Easy come, difficult go: The Reality behind "trying out" a union. 

Many employees are tempted to use union representation to shape employment terms at their workplace because it's often pitched as a low-risk proposition. It is not uncommon for organizers to tell voters in an organizing campaign that they can "try out" the union, and if they're not happy, you can simply remove them. The reality is much more complex and may cost employees thousands of dollars in non-refundable dues, fees, and assessments.

To put it plainly, it is much easier to bring in a union than it is to kick them out. First, the triggering of a union election only requires that 30% of a proposed work unit show interest in organizing.

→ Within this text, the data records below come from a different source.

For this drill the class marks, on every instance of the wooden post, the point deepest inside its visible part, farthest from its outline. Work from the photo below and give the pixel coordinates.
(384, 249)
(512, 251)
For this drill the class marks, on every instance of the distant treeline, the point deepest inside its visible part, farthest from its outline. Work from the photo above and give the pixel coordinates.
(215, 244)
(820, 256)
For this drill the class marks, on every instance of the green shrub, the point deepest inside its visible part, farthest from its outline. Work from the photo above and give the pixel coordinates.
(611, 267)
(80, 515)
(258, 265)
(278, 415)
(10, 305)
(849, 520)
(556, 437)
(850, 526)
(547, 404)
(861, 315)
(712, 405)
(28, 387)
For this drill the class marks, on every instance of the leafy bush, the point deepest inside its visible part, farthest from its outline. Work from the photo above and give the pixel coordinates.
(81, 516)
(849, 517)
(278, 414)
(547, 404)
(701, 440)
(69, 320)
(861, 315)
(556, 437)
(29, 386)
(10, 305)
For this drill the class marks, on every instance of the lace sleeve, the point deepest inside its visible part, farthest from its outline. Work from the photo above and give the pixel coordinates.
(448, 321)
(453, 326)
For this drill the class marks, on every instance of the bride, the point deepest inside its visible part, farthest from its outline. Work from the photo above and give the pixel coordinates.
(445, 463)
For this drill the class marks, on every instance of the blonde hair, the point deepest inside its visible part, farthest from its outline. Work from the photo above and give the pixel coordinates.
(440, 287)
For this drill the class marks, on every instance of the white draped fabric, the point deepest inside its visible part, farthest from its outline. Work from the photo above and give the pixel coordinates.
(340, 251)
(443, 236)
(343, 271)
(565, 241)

For example, if a union wishes to represent a 10-person maintenance department in a company, they would only need 3 of those workers to sign union authorization cards in order for the National Labor Relations Board to recognize that there is a legitimate showing of interest. Therefore, an election date could be set so that all employees would have the opportunity to vote on union representation. Typically unions will not trigger the election process unless they are confident that they have a strong majority of support. However, this example illustrates just how low the threshold is for the process to formally begin.  In order to win the election, the law requires that the union obtain a 50% plus one majority of votes. In a unit as small as 10 people, they would only need 6 votes in order to win. 

Assuming the employees vote the union in, the union and the company would then head into negotiations to reach a contract. Now, at this point, there is a bar on any other election for the next 12 months. In other words, if employees are unhappy with the union because of their inability to reach a contract that first year or because workers are not satisfied with the way negotiations are going, they are stuck with them for at least a year.  They are not required to pay dues at this point because no contract has been reached. However, it is important to note that, by law, employees would not see any changes to their wages, benefits, or working conditions during the negotiation process. If a contract is reached, the law then bars any election for the next 3 years, at which point employees may be required to pay and/or join the union in order to keep their jobs, depending on the terms of the agreement.  

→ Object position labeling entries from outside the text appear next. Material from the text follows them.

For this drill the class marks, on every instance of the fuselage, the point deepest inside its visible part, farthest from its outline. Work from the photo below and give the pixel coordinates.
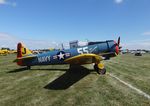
(58, 56)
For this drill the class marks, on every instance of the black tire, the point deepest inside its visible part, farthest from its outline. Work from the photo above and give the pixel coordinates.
(96, 69)
(28, 67)
(103, 71)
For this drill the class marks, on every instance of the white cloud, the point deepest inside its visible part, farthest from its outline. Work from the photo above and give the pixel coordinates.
(2, 1)
(5, 2)
(140, 44)
(118, 1)
(8, 40)
(146, 33)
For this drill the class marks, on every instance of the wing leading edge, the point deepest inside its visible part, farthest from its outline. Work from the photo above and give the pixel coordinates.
(84, 59)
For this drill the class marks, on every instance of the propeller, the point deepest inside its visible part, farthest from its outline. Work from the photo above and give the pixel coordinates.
(118, 43)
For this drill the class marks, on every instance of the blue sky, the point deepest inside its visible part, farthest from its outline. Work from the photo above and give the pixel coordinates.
(46, 23)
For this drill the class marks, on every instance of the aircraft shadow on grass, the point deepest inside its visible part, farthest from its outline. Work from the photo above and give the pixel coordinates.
(25, 69)
(17, 70)
(66, 80)
(70, 77)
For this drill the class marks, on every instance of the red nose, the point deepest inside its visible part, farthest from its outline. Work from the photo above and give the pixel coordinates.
(116, 48)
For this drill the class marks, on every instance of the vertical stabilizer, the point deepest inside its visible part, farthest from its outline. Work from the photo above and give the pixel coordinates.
(22, 51)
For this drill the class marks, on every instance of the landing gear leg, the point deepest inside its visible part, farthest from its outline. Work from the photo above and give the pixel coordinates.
(28, 67)
(99, 68)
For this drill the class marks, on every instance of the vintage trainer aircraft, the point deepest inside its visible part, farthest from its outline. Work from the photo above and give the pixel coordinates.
(93, 52)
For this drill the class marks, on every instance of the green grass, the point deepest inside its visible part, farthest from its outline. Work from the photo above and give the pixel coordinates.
(59, 86)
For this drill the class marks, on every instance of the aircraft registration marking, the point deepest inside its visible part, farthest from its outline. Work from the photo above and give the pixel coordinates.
(83, 50)
(44, 59)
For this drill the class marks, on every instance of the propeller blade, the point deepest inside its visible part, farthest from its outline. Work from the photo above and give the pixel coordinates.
(119, 41)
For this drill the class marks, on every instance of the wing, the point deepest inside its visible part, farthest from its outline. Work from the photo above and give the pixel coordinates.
(84, 59)
(25, 58)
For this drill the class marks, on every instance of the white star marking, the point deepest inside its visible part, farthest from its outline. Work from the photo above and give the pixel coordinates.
(61, 56)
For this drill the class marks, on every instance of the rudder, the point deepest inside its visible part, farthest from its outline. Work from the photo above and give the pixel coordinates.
(22, 51)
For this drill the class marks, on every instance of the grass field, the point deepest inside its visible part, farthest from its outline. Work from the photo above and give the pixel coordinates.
(61, 86)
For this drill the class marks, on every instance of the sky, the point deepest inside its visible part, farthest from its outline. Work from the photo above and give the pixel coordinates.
(47, 23)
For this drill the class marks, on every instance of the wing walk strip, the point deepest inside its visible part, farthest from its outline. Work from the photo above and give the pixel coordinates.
(130, 86)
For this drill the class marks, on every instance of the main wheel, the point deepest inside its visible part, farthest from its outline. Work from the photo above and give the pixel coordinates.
(103, 71)
(28, 67)
(98, 70)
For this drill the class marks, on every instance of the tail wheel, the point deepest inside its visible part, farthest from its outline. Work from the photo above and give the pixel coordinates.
(99, 68)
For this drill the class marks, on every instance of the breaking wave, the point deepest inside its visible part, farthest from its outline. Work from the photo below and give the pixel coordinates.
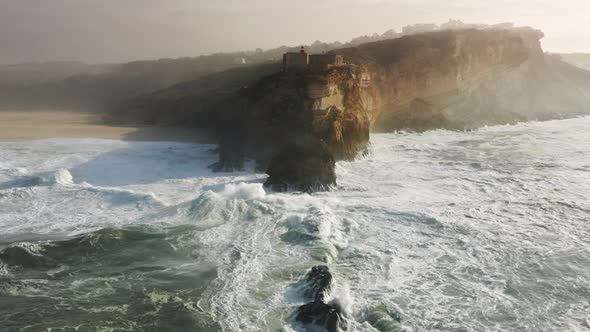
(481, 230)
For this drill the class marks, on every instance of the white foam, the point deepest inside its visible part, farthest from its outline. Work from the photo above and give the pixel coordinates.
(63, 177)
(246, 191)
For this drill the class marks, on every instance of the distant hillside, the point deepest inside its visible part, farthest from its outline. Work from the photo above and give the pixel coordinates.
(581, 60)
(102, 88)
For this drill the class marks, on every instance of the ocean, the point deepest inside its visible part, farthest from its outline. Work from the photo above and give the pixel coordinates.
(483, 230)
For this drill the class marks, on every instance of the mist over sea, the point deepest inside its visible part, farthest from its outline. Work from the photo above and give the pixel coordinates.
(486, 230)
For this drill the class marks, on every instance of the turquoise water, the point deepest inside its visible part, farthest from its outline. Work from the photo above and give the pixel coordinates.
(451, 231)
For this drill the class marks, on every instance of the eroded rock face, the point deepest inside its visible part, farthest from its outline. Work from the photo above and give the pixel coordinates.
(303, 167)
(317, 286)
(321, 314)
(451, 79)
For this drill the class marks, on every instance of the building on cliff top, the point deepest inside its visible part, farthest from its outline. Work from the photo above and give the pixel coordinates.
(320, 62)
(295, 60)
(315, 62)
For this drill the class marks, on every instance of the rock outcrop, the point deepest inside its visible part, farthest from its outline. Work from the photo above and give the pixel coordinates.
(305, 167)
(319, 312)
(456, 79)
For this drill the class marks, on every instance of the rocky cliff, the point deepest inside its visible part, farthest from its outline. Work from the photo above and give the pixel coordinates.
(451, 79)
(464, 79)
(456, 79)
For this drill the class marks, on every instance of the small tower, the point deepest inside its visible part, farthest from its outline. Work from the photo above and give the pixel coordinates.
(295, 60)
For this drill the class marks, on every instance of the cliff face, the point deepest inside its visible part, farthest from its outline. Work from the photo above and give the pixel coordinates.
(464, 79)
(450, 79)
(302, 109)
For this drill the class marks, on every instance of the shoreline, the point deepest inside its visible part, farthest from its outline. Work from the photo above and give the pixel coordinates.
(47, 124)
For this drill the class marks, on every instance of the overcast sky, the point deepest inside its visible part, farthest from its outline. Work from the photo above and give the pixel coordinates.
(99, 31)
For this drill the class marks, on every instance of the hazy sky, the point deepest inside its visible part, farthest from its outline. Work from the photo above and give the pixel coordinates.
(121, 30)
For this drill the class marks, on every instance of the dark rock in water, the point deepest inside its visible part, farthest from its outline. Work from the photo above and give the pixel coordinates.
(231, 155)
(321, 314)
(384, 320)
(308, 167)
(319, 283)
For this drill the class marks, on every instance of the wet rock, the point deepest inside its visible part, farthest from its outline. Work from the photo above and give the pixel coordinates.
(302, 167)
(319, 283)
(321, 314)
(384, 320)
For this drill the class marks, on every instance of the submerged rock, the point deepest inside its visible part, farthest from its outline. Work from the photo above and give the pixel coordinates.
(384, 320)
(321, 314)
(318, 284)
(307, 168)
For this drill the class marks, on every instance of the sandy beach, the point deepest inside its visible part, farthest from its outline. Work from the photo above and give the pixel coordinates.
(32, 125)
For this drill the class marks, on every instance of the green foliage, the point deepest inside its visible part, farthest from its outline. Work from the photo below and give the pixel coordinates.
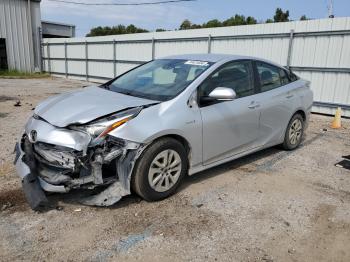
(186, 24)
(303, 18)
(281, 16)
(212, 23)
(115, 30)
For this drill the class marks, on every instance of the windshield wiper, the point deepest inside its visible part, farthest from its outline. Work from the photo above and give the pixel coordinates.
(105, 86)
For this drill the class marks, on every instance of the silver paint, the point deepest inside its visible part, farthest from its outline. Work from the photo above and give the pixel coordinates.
(214, 134)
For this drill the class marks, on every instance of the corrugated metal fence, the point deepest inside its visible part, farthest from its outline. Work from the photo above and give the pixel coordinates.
(317, 50)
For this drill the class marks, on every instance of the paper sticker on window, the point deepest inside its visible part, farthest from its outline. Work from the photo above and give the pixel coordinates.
(197, 63)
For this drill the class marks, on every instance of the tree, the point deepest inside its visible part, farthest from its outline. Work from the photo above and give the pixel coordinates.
(115, 30)
(303, 18)
(251, 20)
(186, 24)
(212, 23)
(235, 20)
(281, 16)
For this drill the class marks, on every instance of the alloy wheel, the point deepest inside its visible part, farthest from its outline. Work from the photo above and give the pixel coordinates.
(164, 170)
(295, 131)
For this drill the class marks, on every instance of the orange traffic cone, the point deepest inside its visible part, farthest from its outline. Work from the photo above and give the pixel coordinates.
(337, 119)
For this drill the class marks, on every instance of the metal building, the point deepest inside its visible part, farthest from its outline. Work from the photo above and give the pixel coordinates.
(20, 35)
(57, 30)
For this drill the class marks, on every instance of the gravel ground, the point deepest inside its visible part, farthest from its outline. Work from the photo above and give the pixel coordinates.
(271, 206)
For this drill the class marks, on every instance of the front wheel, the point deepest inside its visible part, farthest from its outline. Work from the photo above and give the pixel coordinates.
(160, 169)
(294, 132)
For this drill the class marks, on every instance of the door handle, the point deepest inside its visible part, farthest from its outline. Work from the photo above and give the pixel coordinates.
(253, 106)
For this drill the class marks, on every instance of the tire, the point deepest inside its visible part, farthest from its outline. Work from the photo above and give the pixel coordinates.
(294, 133)
(151, 172)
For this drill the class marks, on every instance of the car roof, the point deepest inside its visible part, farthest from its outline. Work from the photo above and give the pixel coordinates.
(214, 58)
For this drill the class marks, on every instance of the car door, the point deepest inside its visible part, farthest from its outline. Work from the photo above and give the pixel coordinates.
(229, 127)
(277, 100)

If employees end up regretting their decision, the law does offer a remedy. Unfortunately, there is no way of getting back the 3 years' worth of dues employees paid to the union for a product they ended up not liking. Toward the end of the 3-year period, there is a 30-day window in which employees can request a decertification election. Employees must begin a grassroots petition without any help from the company, have a majority of employees sign the petition, and submit it to the NLRB at the appropriate time. An election date is then set and if the majority of employees choose to vote out the union, then the union no longer represents the employees. All told this process is not as easy as some may make it out to be. It requires a significant amount of time and effort and, in most cases, requires the assistance of a labor attorney. 

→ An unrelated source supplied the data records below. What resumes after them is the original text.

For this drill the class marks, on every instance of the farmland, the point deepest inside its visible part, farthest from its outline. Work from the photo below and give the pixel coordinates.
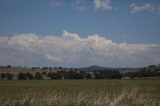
(80, 92)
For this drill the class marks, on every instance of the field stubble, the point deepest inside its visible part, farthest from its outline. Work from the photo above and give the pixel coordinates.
(80, 93)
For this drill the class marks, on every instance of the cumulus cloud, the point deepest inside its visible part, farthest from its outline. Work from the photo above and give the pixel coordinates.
(102, 4)
(72, 50)
(56, 3)
(139, 8)
(78, 5)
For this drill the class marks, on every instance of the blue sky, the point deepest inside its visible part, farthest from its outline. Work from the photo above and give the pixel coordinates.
(46, 17)
(132, 21)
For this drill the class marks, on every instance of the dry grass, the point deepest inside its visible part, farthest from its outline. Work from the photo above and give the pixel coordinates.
(80, 93)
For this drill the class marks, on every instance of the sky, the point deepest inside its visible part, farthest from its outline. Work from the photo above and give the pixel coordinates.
(79, 33)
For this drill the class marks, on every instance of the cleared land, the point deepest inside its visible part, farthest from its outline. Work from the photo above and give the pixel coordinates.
(80, 93)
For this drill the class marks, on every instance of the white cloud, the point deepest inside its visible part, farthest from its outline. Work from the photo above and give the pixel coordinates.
(56, 3)
(72, 50)
(139, 8)
(78, 5)
(102, 4)
(53, 58)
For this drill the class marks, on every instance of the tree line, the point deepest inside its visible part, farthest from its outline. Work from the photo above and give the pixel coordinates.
(63, 75)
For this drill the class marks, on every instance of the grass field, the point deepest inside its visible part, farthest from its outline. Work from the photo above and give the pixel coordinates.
(80, 93)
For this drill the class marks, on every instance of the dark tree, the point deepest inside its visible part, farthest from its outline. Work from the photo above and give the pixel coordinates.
(38, 75)
(9, 76)
(22, 76)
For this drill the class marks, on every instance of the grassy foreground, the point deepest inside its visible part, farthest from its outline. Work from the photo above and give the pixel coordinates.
(80, 93)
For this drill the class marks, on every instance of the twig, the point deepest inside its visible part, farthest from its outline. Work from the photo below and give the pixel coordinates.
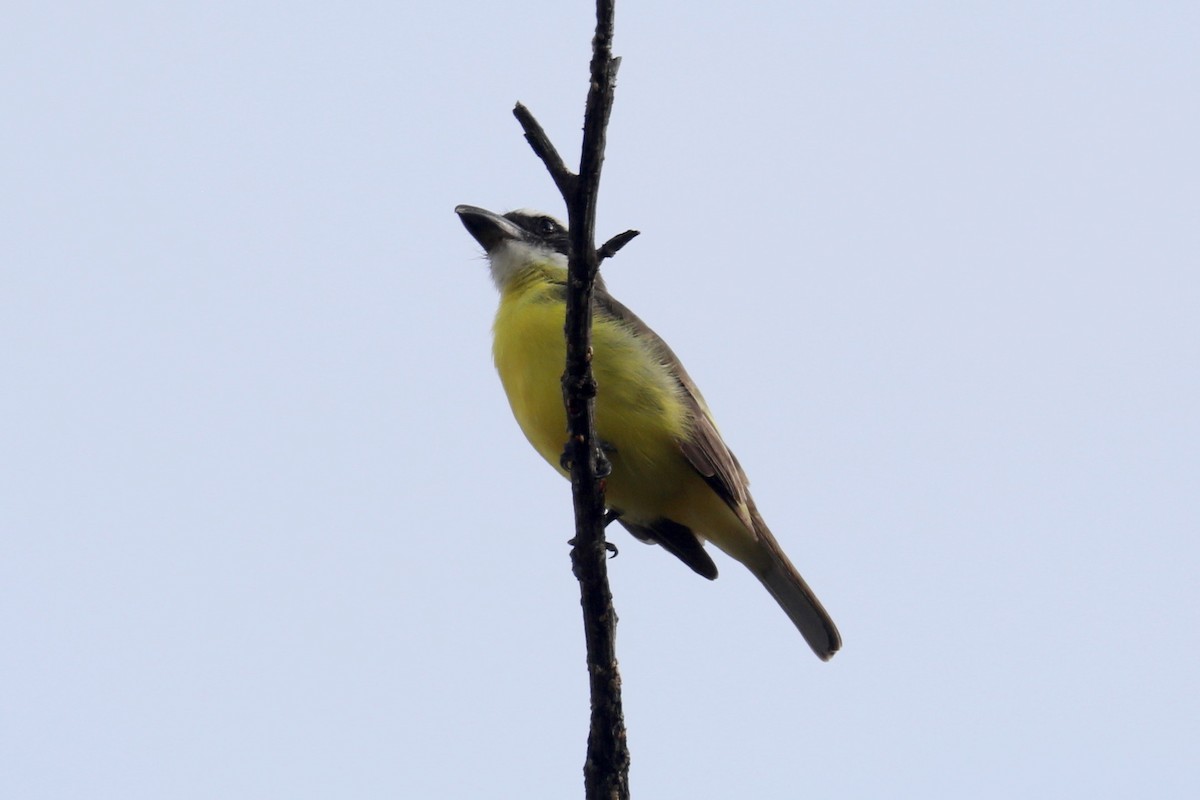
(606, 769)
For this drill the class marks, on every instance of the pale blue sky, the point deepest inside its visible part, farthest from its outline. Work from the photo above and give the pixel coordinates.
(267, 525)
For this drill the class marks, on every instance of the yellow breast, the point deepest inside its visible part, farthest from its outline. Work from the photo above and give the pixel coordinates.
(640, 414)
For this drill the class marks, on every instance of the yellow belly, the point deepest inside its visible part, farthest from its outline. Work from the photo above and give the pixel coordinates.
(640, 410)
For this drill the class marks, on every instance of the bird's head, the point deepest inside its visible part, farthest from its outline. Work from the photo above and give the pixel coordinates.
(517, 240)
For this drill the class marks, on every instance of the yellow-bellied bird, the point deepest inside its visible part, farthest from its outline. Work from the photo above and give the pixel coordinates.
(673, 481)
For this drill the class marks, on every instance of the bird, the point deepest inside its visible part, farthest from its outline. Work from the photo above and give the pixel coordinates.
(673, 481)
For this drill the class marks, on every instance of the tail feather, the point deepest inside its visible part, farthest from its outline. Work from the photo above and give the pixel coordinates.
(792, 594)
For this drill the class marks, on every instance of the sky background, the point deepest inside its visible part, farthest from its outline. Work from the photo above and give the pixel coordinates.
(269, 530)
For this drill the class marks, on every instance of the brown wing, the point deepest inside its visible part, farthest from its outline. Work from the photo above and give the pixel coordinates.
(705, 450)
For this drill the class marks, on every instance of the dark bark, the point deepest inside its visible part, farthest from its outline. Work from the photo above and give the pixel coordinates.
(606, 769)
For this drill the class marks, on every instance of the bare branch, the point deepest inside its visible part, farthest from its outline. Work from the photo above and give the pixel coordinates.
(610, 247)
(564, 179)
(606, 769)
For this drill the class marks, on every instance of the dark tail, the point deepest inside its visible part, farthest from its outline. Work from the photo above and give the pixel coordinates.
(789, 589)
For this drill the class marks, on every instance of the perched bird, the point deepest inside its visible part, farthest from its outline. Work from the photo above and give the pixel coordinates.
(673, 480)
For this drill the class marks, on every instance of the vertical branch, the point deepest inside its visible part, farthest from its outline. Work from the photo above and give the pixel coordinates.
(606, 769)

So, if employees want to "try out" the union, it could potentially take them 4 years to get out of the endeavor. A  costly one at that as 3 of those 4 years employees could be paying thousands of dollars in dues. It's imperative that employees understand their rights under the law and that they are aware of what the range of outcomes may be when weighing their options in regard to union representation. Not knowing could be incredibly costly in terms of time and money.